Écoutez, profane, qui jamais n’avez su comprendre le bonheur de cette existence : votre horizon se limite au ruban bleu mal découpé, le jour, par les toitures irrégulières des maisons ; la nuit, les becs de gaz sont pour vous les étoiles de première grandeur.
Être citadin n’empêche pourtant pas d’être artiste ! – Avez-vous vu des peintures de Corot ?…
Il n’est pas encore jour ; la tiédeur d’une nuit sans sommeil m’attire vers la plage ; le silence absolu qui plane sur le reste de la nature n’est ici troublé que par le bruit monotone des flots expirant sur un sable fin. La silhouette des dunes se découpe au couchant malgré l’obscurité. Peu à peu, les étoiles s’effacent, un murmure s’élève en progressant du côté de la terre : un duvet blanc couronne les vagues, à l’horizon qui s’éclaire de plus en plus. Les objets autour de moi revêtent des formes régulières, les arbustes empruntent à l’aurore naissante une partie de sa couleur. J’ai hâte de gagner une dune élevée : de là, sans cesser d’entendre le bruissement des vagues je percevrai le gazouillement des oiseaux dans les branches des pins, le bourdonnement des insectes à mes pieds. Au ciel, faiblit l’éclat des étoiles, un voile blanc s’élève et s’étend : sur ce fond uni, une forme svelte et gracieuse, tendant la main vers un point que mes regards ont suivi, semble indiquer un brillant dont les feux vont s’éteindre : cette forme est celle d’une jeune femme qui entourent immobiles encore quelques brebis.

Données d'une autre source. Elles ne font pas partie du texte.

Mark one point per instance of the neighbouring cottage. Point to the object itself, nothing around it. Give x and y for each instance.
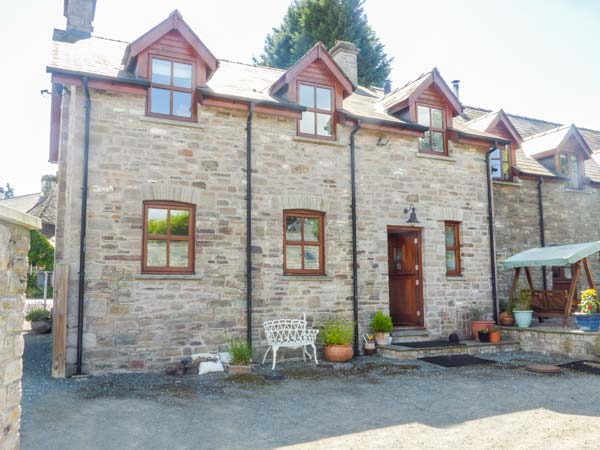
(194, 172)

Réveil de la nature dans cette paix profonde, n’êtes-vous pas délicieux ! mon cœur bat plus fort et mon esprit s’enivre… Cette heure, où le soleil attend la chute d’une étoile pour apporter ses caresses à la nature, son amante à peine éveillée : cette heure où je partage avec tout ce qui m’entoure, le bonheur de vivre… c’est l’heure du berger”.